For something round-based, this is pretty trivial, but for something kind of "action, PvP", I think the claim is a bit unreasonable for a single server (withough e.g. doing some P2P trickery -- which is not really "a single server" -- as suggested above).
Here's all the game logic you need
Well yes, almost. Though in reality it needs to be a little bit more complex, and the "little bits" are unluckily quite expensive. Something like:
for(;;)
{
while((result = system_poll()) != timer_object_id)
{
if(is_connect(result))
log(add_new_player_blah());
else
log(parse_command(decrypt_and_verify_auth_token(recvfrom(...))));
}
for(auto p : player)
{
auto newpos = player.pos + player.vel;
if (!map.blocked(newpos))
player.set_pos(newpos)
else // a non-cheating client software should normally
log(...); // not allow this move in the first place
}
for(auto c : clients)
send_updates();
}
In particular, send_updates must figure out what to send to each client. Sending the complete map is out of the question (death by bandwidth) as is sending a fixed small subsection of the map (including tiles with no changes, but possibly excluding tiles outside your area which are however interesting). Deciding what to send is a O(N2) problem, and N2 for large N is not precisely a trivial thing to cope with. Of course you can prune away some of those 30k (zones, spatial hashing, you name it), but
the OP makes explicit mention of "PvP", "siege" and "very few small areas", which suggests that no matter what you do, N will be considerably large. If only 1,000 of those 30,000 fight against each other in each siege, then collision/interest queries are 1 million operations (so, 30 million alltogether, for 30 such sieges). That's without actually creating a response, encrypting it, copying data to the network stack or processing it. 30k calls to send are not entirely free either (assuming most people are actually actively fighting, they will want updates every round!).
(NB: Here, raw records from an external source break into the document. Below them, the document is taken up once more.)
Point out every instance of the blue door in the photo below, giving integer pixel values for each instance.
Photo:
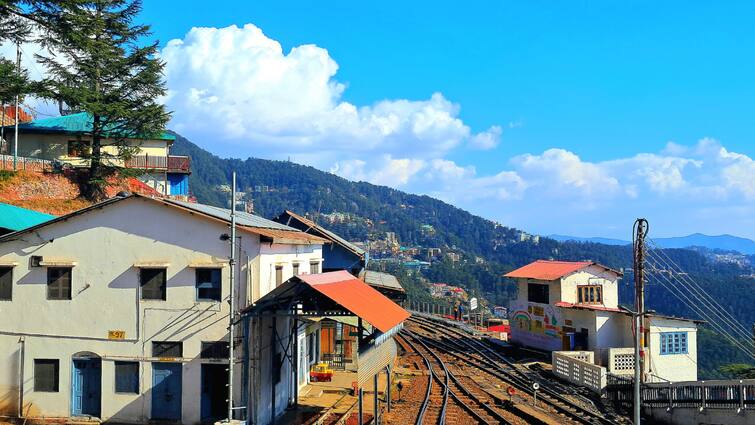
(86, 387)
(166, 391)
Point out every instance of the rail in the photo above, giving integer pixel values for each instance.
(25, 163)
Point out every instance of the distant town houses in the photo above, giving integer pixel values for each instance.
(66, 140)
(566, 307)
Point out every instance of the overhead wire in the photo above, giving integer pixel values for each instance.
(693, 286)
(685, 300)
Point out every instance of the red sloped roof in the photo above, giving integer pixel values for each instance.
(359, 298)
(548, 270)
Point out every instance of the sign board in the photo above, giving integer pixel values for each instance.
(473, 304)
(116, 334)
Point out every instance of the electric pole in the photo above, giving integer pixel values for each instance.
(15, 138)
(231, 314)
(640, 231)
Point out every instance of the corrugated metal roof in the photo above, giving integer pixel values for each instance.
(359, 298)
(552, 270)
(17, 218)
(381, 279)
(327, 233)
(71, 124)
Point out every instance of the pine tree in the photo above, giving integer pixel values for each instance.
(100, 65)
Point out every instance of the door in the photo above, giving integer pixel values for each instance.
(86, 387)
(214, 392)
(166, 391)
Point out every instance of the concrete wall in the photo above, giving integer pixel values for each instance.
(671, 367)
(592, 275)
(55, 146)
(106, 244)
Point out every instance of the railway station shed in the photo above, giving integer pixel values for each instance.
(279, 353)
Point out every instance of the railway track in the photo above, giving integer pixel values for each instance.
(472, 406)
(454, 342)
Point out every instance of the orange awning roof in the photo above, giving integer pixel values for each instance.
(552, 270)
(359, 298)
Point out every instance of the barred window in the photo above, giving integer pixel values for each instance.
(46, 375)
(153, 283)
(59, 283)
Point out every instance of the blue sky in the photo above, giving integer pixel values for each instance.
(555, 117)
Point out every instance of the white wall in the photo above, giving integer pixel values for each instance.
(671, 367)
(592, 275)
(106, 244)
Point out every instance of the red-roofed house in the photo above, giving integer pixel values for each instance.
(574, 305)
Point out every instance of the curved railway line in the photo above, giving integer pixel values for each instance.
(433, 340)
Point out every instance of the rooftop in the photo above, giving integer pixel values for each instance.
(80, 123)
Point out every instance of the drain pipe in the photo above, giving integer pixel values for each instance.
(21, 355)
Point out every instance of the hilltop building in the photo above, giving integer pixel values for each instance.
(67, 139)
(567, 306)
(119, 311)
(13, 218)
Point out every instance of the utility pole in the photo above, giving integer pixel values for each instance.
(640, 230)
(231, 314)
(15, 138)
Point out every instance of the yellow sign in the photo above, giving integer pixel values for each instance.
(116, 334)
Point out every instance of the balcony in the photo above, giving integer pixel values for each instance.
(171, 164)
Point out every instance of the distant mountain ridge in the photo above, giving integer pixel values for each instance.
(719, 242)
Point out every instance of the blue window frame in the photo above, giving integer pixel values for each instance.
(673, 342)
(127, 377)
(208, 284)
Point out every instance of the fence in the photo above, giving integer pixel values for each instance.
(24, 163)
(728, 394)
(731, 394)
(577, 367)
(151, 162)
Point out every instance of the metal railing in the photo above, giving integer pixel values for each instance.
(151, 162)
(25, 163)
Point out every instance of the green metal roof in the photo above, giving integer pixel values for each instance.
(70, 124)
(16, 218)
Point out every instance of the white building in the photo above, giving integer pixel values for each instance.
(119, 311)
(567, 306)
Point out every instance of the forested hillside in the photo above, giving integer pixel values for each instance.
(308, 190)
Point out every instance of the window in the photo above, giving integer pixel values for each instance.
(59, 283)
(314, 267)
(214, 350)
(208, 284)
(537, 293)
(673, 342)
(167, 349)
(46, 375)
(590, 294)
(152, 282)
(278, 275)
(127, 377)
(6, 283)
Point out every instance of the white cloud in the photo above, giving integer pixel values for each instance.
(237, 88)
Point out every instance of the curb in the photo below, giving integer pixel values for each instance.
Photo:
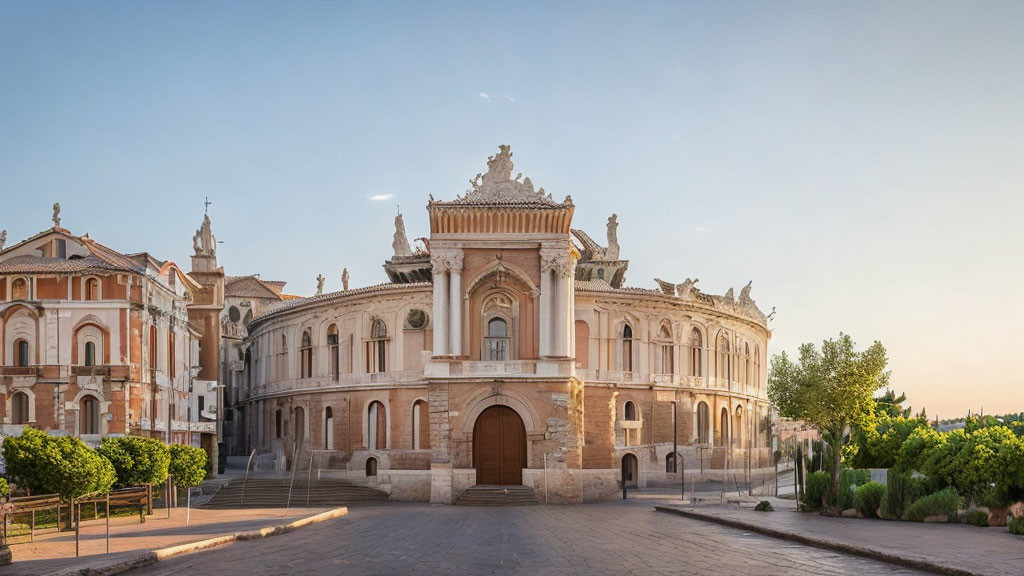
(153, 557)
(822, 543)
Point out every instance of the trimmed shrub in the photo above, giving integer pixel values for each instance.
(944, 502)
(1016, 525)
(977, 518)
(817, 485)
(187, 464)
(868, 498)
(849, 480)
(137, 460)
(61, 465)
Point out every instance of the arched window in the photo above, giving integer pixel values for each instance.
(89, 412)
(377, 347)
(496, 343)
(630, 411)
(170, 354)
(704, 422)
(723, 426)
(421, 425)
(20, 353)
(737, 426)
(333, 350)
(724, 366)
(668, 348)
(696, 354)
(627, 348)
(328, 428)
(631, 426)
(92, 289)
(153, 347)
(306, 357)
(747, 364)
(377, 426)
(19, 408)
(757, 366)
(19, 290)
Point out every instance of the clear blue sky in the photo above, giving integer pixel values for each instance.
(863, 163)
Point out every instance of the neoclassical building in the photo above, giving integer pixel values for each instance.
(96, 342)
(508, 351)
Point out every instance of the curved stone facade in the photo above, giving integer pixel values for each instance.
(390, 385)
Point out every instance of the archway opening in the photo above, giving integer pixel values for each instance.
(499, 447)
(631, 472)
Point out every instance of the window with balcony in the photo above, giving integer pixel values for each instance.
(496, 344)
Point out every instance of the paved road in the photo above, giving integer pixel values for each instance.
(607, 538)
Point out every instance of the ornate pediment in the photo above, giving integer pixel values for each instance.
(497, 187)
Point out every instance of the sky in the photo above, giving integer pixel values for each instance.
(862, 163)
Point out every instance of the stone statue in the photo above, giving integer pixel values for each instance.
(686, 289)
(204, 243)
(744, 294)
(611, 252)
(400, 242)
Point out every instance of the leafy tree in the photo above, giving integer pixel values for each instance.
(830, 389)
(187, 464)
(62, 465)
(137, 460)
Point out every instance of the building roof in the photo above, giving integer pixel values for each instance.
(252, 287)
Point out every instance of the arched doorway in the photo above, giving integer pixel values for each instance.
(499, 447)
(630, 471)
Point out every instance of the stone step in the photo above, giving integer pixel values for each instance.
(498, 496)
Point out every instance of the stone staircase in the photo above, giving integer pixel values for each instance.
(272, 493)
(498, 496)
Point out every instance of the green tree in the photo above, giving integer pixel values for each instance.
(187, 464)
(830, 389)
(61, 465)
(137, 460)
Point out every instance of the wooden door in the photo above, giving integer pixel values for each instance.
(499, 447)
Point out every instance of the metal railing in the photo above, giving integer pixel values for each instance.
(246, 481)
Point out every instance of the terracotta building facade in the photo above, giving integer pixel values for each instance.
(507, 351)
(96, 342)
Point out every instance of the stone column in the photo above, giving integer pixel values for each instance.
(440, 309)
(562, 302)
(455, 306)
(545, 321)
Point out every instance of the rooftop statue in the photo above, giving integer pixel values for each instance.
(497, 186)
(204, 243)
(400, 242)
(594, 251)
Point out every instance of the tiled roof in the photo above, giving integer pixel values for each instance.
(340, 295)
(602, 286)
(249, 287)
(35, 264)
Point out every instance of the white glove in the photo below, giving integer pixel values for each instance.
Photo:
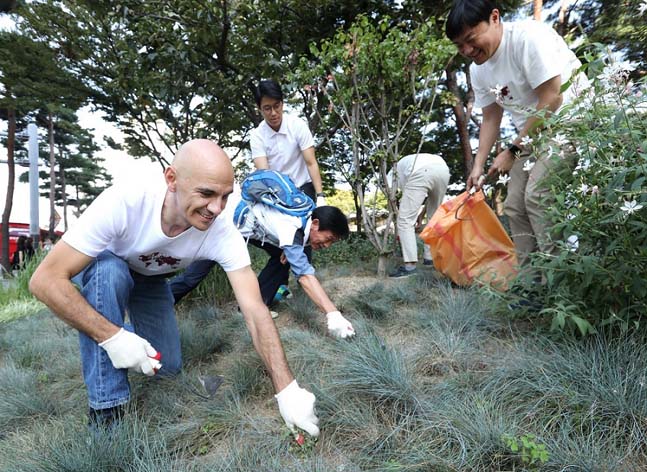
(297, 407)
(126, 350)
(339, 326)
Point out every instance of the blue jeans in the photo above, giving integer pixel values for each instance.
(112, 289)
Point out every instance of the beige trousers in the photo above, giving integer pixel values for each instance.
(428, 182)
(526, 206)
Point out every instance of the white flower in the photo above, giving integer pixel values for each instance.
(503, 180)
(642, 8)
(527, 140)
(630, 207)
(616, 73)
(573, 242)
(528, 165)
(583, 164)
(560, 139)
(457, 187)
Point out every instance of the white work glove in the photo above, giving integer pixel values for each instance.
(339, 326)
(126, 350)
(297, 407)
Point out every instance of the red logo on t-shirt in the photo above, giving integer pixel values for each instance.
(160, 259)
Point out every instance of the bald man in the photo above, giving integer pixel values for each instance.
(120, 252)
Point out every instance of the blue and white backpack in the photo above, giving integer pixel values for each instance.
(274, 189)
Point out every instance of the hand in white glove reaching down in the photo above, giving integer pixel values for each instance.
(297, 405)
(339, 326)
(126, 350)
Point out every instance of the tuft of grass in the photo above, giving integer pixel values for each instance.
(20, 396)
(378, 301)
(132, 445)
(305, 312)
(19, 308)
(376, 371)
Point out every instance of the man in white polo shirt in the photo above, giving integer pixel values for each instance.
(284, 142)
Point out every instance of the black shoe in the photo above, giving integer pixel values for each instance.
(403, 272)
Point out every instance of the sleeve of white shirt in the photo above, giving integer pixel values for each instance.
(257, 145)
(230, 251)
(102, 222)
(303, 135)
(482, 95)
(539, 54)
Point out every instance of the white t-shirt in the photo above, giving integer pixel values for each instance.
(127, 220)
(284, 148)
(530, 53)
(411, 162)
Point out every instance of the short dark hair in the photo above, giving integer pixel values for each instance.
(332, 219)
(268, 88)
(467, 14)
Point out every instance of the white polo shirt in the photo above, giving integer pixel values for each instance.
(284, 148)
(530, 53)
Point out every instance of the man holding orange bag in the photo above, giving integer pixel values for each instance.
(519, 67)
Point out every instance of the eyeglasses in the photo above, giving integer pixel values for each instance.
(268, 108)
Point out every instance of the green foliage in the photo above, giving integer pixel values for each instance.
(531, 452)
(600, 209)
(375, 84)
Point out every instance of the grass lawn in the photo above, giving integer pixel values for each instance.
(435, 380)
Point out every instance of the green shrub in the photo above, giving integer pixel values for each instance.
(600, 209)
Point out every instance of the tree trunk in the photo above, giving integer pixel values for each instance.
(537, 5)
(462, 121)
(52, 178)
(64, 188)
(6, 214)
(382, 262)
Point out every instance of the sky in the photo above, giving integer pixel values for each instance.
(118, 164)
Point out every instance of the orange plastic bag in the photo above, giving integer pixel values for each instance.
(468, 242)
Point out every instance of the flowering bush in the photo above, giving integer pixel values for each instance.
(599, 277)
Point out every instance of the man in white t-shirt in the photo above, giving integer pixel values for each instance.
(119, 254)
(422, 178)
(519, 67)
(285, 238)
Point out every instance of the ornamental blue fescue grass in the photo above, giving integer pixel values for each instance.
(598, 278)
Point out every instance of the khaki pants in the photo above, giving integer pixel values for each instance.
(526, 206)
(428, 182)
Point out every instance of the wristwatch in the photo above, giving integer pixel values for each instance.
(515, 150)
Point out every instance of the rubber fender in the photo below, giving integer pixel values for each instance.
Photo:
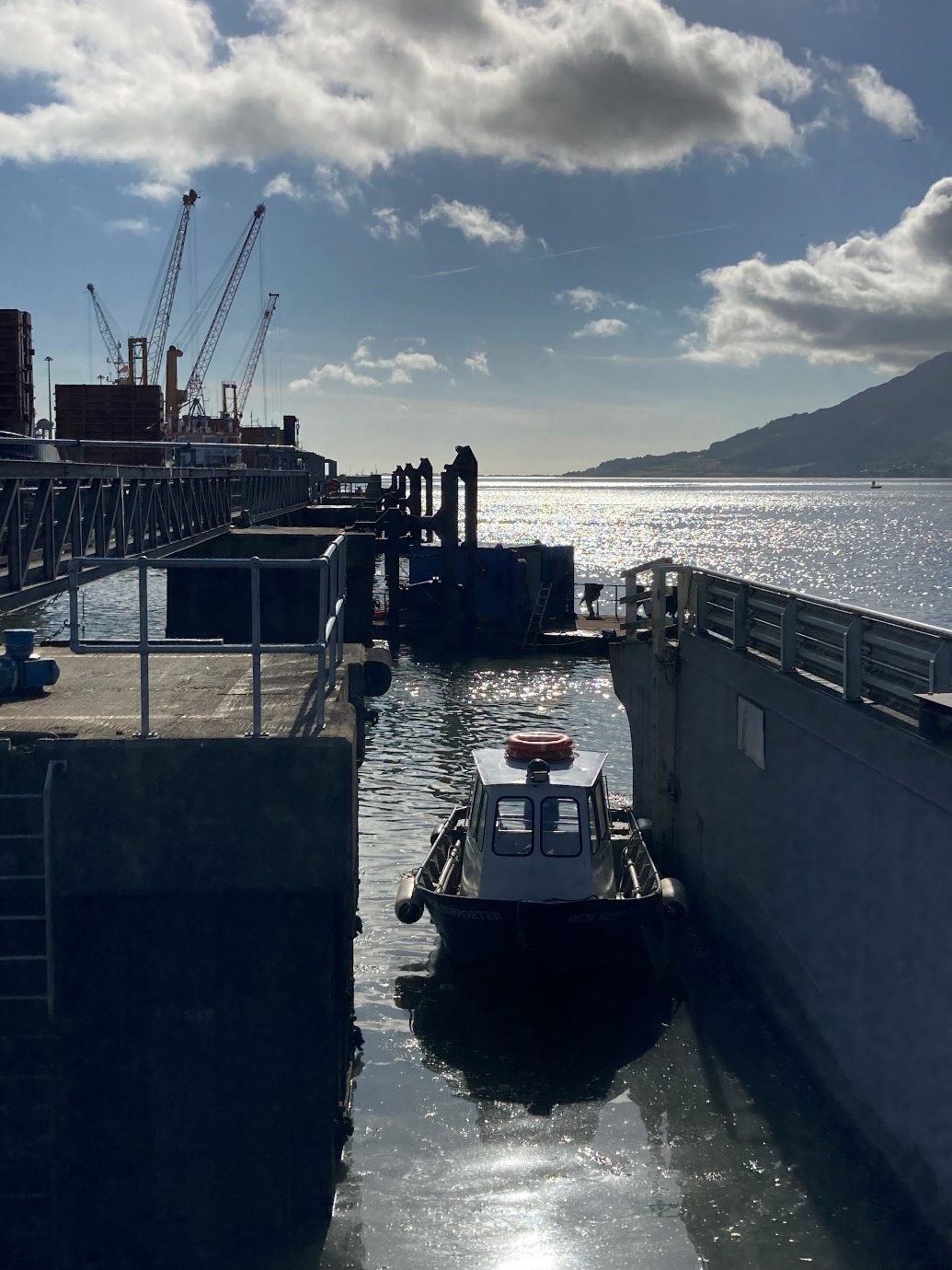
(674, 896)
(377, 672)
(407, 905)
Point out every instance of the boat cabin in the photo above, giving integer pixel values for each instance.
(538, 828)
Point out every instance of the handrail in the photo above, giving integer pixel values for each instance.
(868, 655)
(327, 648)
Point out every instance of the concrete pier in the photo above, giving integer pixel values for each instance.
(811, 825)
(203, 893)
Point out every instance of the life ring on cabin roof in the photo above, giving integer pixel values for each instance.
(526, 745)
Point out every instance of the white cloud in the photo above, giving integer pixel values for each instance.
(282, 187)
(340, 371)
(888, 106)
(131, 225)
(602, 327)
(622, 86)
(590, 300)
(477, 364)
(387, 224)
(403, 367)
(876, 298)
(476, 224)
(156, 190)
(333, 188)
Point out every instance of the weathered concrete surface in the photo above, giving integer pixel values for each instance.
(204, 891)
(827, 872)
(209, 604)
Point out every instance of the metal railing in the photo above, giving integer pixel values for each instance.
(327, 648)
(53, 514)
(868, 655)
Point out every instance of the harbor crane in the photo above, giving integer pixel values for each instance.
(166, 296)
(112, 344)
(145, 353)
(239, 391)
(194, 388)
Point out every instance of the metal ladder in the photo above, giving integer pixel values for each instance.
(534, 628)
(27, 1071)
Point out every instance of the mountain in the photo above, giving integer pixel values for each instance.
(900, 428)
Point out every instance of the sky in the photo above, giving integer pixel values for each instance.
(558, 231)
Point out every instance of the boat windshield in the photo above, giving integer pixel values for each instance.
(561, 831)
(511, 832)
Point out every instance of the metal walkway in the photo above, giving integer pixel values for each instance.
(53, 514)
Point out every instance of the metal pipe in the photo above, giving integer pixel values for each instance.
(256, 647)
(143, 648)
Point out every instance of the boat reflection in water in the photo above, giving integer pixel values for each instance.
(541, 1063)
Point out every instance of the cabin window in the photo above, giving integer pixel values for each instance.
(511, 832)
(480, 818)
(477, 811)
(561, 827)
(601, 792)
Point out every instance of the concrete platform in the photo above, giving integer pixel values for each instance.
(192, 698)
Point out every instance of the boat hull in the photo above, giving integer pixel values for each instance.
(560, 933)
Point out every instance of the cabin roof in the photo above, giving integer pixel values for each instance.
(495, 768)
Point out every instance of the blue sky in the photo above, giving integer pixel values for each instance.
(560, 231)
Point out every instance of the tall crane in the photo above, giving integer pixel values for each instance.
(163, 311)
(112, 344)
(241, 390)
(196, 380)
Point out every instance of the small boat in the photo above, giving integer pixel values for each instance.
(540, 864)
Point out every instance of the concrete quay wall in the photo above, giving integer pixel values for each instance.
(815, 842)
(203, 913)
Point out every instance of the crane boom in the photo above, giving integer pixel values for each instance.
(196, 380)
(112, 344)
(246, 387)
(163, 313)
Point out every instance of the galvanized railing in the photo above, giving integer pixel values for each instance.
(53, 514)
(327, 649)
(868, 655)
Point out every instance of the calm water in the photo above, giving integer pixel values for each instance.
(611, 1128)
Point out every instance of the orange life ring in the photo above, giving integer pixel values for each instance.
(523, 745)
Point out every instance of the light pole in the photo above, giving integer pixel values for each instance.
(49, 390)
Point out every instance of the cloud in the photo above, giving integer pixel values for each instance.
(282, 186)
(387, 224)
(621, 86)
(156, 190)
(477, 364)
(131, 225)
(476, 224)
(602, 327)
(590, 300)
(340, 371)
(882, 300)
(888, 106)
(403, 367)
(334, 190)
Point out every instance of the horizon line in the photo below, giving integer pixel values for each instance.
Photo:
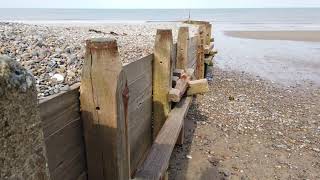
(161, 8)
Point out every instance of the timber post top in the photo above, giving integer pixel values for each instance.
(165, 32)
(102, 43)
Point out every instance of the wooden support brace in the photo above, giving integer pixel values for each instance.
(198, 87)
(200, 53)
(157, 161)
(208, 33)
(104, 105)
(161, 83)
(178, 72)
(174, 81)
(190, 73)
(208, 48)
(178, 91)
(182, 48)
(208, 60)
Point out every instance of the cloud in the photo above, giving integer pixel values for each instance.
(129, 4)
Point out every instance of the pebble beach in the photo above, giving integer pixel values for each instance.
(54, 54)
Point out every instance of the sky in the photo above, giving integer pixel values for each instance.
(157, 4)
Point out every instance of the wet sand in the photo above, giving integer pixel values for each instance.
(307, 36)
(271, 55)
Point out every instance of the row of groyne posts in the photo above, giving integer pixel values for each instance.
(121, 121)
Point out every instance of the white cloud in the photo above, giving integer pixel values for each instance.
(157, 3)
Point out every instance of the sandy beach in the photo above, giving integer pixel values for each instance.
(305, 36)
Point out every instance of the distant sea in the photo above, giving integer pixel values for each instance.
(306, 16)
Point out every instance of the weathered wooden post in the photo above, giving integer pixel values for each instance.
(199, 73)
(22, 150)
(161, 78)
(182, 62)
(208, 33)
(104, 101)
(182, 48)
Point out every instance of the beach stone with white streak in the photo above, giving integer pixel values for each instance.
(22, 152)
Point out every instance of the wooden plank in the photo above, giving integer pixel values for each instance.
(83, 176)
(192, 51)
(208, 33)
(208, 48)
(138, 68)
(58, 110)
(104, 100)
(62, 128)
(156, 163)
(161, 78)
(182, 48)
(65, 152)
(199, 72)
(198, 87)
(139, 75)
(176, 93)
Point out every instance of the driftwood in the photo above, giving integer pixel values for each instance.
(111, 32)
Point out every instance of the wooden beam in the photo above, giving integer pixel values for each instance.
(174, 81)
(178, 91)
(208, 60)
(198, 87)
(190, 72)
(208, 33)
(104, 100)
(178, 72)
(161, 78)
(200, 53)
(156, 163)
(208, 48)
(182, 48)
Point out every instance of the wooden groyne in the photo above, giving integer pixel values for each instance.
(119, 122)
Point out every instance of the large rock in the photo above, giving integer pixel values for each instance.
(21, 139)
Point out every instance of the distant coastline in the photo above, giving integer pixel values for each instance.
(237, 16)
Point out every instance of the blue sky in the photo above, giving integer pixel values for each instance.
(129, 4)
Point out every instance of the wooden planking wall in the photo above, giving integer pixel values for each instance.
(139, 76)
(62, 125)
(63, 135)
(192, 52)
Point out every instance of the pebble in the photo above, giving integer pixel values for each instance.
(58, 77)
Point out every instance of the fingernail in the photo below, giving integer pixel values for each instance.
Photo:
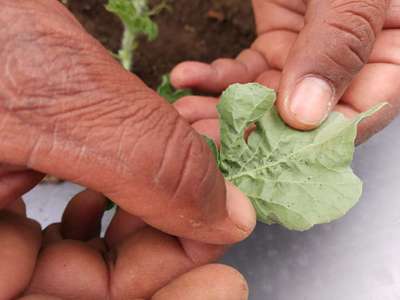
(240, 209)
(311, 101)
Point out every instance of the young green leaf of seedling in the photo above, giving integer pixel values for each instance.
(136, 18)
(293, 178)
(166, 90)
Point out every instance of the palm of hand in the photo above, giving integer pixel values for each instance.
(133, 261)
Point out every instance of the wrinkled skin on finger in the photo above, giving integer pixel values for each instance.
(133, 261)
(352, 45)
(70, 110)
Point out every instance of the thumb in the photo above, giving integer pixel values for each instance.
(73, 112)
(331, 49)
Also, system_poll() (that might be epoll_wait or whatever) and actually reading and processing the readied sockets will have considerable overhead which is more than just a few cache misses. The usual assumption is that connecting to 30k clients means most are inactive most of the time anyway, and epoll is O(1) in respect to that. However, it is of course still O(N) in respect of actual stuff that happens. There is no way it could be any different, if N events happen, you must process N events.
For "PvP in constrained areas" that "most are inactive anyway" assumption does not hold -- most are active most of the time.
A single call to any not-totally-trivial kernel function like epoll_wait or recvfrom costs a minimum of 5,000 clocks (I haven't actually measured this to be honest, but I think it's a rather conservative estimate for those two functions -- in fact, receiving a datagram may easily cost 4-5 times as much if you include the kernel overhead for interrupt, going through iptables, reassembly etc, and copying data on the user end), so doing maybe 5k calls to epoll_wait and 20k calls to recvfrom per second might already consume roughly 40 milliseconds, and there you haven't actually done anything useful yet (yes, 40ms does not look like a lot, there are 1,000ms in a second... but mind you, that's just for receiving stuff, not actually doing something yet -- plus you may want more than just one update per second, at 10 ticks per second, you only have 100ms available).
Especially in a PvP game, regular complaints about cheaters will inevitably come, and you will have to deal with them in a manner that satisfies the (anyway never satisfied) audience. Which means that as the most basic thing you need to log pretty much everything, and logging must be kind of reliable and failsafe, and in a format so your customer service / moderators / bot heuristics can easily and efficiently replay, parse, or query data. Which, of course, is possible but not at all a "free" operation.